Улеглись. Санька лежал с открытыми глазами и по дыханию брата слышал, что тот тоже не спит. Тогда он шепотом заговорил:

– Ты про песни старые говорил, мол, теперь на два голоса по телевизору никто толком петь не может.

– Ну.

– А вот у нас в деревне, как сам помнишь, всегда народищу за столом собиралось, и каждый в свой голос пел, в наших старых песнях места всем голосам хватало. Зато как пели!

– Да-а…

– А если с гармошкой, да по улице, да за деревню выйдешь, тут, кажется, что не только внутри тебя, а и все вокруг – сплошная душа! И поет она и радуется. В городе, думаю, вот так-то запой, ничего не выйдет. И получается: подрой у деревни корешки, и душа народа испарится. А я как-то сижу на бревнышке своем да себе и думаю: ведь в природе нашей такая сила красоты, что ли, этой, что даже изведи мужика нашего совсем, вчистую, а через десять лет забрось на эти бурьяны да косогоры по нужде городского, обязательно по нужде! – она, природа, его выправит, вдохнет душу, через землю, через труд, через ту жизнь, которая в деревне была, есть и будет: с лошадью ли, с трактором, но по сути – настоящая.

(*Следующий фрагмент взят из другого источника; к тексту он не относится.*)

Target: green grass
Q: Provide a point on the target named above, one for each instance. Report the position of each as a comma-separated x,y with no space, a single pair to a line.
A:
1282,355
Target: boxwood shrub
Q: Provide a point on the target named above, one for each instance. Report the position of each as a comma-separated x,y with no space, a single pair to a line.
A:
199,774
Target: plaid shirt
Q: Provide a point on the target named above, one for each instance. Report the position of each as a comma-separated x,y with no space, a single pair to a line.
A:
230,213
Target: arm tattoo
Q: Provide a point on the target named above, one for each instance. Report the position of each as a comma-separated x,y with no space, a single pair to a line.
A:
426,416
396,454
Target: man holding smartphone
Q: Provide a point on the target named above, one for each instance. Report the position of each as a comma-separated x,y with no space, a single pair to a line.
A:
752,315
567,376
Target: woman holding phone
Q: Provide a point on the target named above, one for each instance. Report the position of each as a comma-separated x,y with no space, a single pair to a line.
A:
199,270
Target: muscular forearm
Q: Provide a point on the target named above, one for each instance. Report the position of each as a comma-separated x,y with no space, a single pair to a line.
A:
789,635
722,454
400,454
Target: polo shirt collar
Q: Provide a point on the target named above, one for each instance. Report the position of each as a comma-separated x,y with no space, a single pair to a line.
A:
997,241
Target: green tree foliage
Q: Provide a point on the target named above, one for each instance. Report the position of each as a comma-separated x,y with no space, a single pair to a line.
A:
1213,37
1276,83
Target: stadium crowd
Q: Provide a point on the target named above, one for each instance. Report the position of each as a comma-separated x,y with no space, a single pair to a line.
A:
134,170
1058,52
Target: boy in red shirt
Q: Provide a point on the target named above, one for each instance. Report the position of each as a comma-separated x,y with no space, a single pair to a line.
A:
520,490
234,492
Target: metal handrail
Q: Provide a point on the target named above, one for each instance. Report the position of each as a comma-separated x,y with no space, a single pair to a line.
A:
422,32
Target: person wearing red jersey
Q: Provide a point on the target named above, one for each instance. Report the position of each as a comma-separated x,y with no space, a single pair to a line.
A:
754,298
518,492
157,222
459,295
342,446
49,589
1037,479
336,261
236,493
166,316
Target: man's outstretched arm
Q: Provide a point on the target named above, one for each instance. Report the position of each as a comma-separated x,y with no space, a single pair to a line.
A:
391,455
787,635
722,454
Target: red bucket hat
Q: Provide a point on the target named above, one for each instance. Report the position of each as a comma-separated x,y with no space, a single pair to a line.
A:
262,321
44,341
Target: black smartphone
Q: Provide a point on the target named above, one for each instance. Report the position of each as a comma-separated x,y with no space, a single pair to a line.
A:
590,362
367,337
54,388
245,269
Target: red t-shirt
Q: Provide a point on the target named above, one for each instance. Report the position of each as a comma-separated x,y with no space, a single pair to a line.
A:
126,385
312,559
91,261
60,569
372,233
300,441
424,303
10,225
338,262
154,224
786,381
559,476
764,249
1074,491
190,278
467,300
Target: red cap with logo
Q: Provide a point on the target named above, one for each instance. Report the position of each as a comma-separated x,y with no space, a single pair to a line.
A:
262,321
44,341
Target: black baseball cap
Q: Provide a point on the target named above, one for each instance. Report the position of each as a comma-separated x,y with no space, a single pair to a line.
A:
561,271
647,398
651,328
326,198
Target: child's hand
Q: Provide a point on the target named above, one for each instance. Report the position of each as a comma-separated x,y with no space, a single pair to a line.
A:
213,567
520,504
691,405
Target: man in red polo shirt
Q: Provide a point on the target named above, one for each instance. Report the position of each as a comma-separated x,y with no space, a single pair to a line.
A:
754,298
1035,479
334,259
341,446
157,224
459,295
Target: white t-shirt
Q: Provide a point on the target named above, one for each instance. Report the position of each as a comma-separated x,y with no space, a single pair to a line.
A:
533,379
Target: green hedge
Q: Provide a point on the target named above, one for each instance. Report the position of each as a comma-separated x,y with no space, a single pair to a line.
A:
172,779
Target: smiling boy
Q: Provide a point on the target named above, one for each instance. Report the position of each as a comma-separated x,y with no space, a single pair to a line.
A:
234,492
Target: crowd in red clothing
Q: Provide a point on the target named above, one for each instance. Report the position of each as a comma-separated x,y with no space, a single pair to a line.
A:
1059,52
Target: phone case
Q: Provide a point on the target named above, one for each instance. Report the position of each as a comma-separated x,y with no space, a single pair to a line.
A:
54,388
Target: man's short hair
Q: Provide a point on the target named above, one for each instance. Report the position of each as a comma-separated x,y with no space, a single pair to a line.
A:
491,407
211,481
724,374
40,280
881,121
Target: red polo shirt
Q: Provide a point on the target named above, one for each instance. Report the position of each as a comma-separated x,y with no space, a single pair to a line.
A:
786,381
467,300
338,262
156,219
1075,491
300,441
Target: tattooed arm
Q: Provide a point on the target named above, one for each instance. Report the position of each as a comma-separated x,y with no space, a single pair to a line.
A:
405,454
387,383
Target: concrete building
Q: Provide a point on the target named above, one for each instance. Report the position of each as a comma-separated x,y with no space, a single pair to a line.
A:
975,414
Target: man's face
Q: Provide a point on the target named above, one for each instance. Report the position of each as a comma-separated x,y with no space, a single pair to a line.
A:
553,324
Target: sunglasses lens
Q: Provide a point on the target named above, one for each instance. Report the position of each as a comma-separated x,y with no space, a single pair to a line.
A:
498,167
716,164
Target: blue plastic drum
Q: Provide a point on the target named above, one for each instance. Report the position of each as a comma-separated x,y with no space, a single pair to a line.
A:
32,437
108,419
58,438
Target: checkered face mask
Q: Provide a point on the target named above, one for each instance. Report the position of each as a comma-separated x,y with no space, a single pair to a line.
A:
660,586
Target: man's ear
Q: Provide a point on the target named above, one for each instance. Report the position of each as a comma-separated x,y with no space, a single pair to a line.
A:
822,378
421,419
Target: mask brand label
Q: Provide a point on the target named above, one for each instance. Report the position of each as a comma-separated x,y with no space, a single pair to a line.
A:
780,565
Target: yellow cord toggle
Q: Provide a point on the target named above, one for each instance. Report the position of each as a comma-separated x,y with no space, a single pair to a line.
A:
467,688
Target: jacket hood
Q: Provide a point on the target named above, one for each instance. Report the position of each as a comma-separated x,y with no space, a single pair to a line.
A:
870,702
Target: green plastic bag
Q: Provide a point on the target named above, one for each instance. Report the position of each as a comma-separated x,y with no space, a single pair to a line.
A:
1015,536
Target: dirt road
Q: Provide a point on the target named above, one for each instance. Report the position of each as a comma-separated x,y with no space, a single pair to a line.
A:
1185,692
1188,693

Из-за стенки, из зала, послышался глухой недовольный голос Елены:

– Вы там спите, или чего?

Санька замолчал. А Геннадий шумно вздохнул:

– Эх, жизнь!

– Что, нелады?

Геннадий сел на диван, громко зашептал:

– И ты, понимаешь? – ведь как любил ее, когда учился в институте – света белого не видел. И помучила ж она меня! Помнишь, зимой приезжал я к вам?

– Это когда на каникулы?

– Какие там каникулы! Сессия была на носу, а у меня от Ленки сплошные душевные травмы. Честное слово! Это я матери так тогда сказал, что каникулы, а сам просто от нее уехал, как от себя. С вокзала даже телеграмму ей дал: «Странствую. Тоскую безмерно. Идальго.»

– Это какой?

– Та-а, неважно. – Геннадий встал, выпил остаток из рюмки, открыл форточку и закурил. – А я готов был для нее… В Киев летал! – представляешь? Она в больнице лежала, мы в колхозе на сельхозработах были, так я почти каждый день на попутках за полсотни верст к ней добирался. Сидим с ней на скамеечке у больницы, она тихая такая. Как, говорит, мне торта киевского хочется. Я ей – ни слова, из больницы – в аэропорт, и через два часа – в Киеве. – Геннадий засмеялся. – А там, представляешь, в магазинах их нет, тортов этих. Нигде! Другие есть, а киевских – нет. Только по блату. А я прилетел как этот… Иду по Крещатику, парочка сидит на скамейке, такие же студенты, как и я. Я подошел, а ведь сроду людей стеснялся, извините, говорю, так и так, где бы мне торт купить. В общем, пообещали они мне через своих знакомых достать и наутро у этой скамейки встретиться. Ночь провел в аэропорту, а утром магазины еще раз обошел, купил на всякий случай пару тортов. Не киевских, конечно, но, главное, из Киева! Стою у лавки. Вижу, девушка идет, вчерашняя, и торт несет, киевский. Я ее чуть не расцеловал. А с другой стороны – парень ее и тоже торт несет. Я тогда чуть от радости не запрыгал. Бегу в аэропорт, таксисту два первых своих торта отдаю и через два часа я уже у больницы на лавочке сижу. А ее в это время подруга проведывала. Сидим втроем на скамейке, а ножа у нас нет, так мы шпилькой, что у подруги нашлась, торт режем и едим. Представляешь, шпилькой! – Он показал в воздухе, как резать шпилькой. – Когда женился, сам своему счастью не верил, думал, на руках носить буду всю жизнь. А прошло два-три года, – и куда все подевалось? Как чужие. Я, как ругаться начнем – все шпильку эту про себя вспоминаю. А она уже, наверно, и не помнит.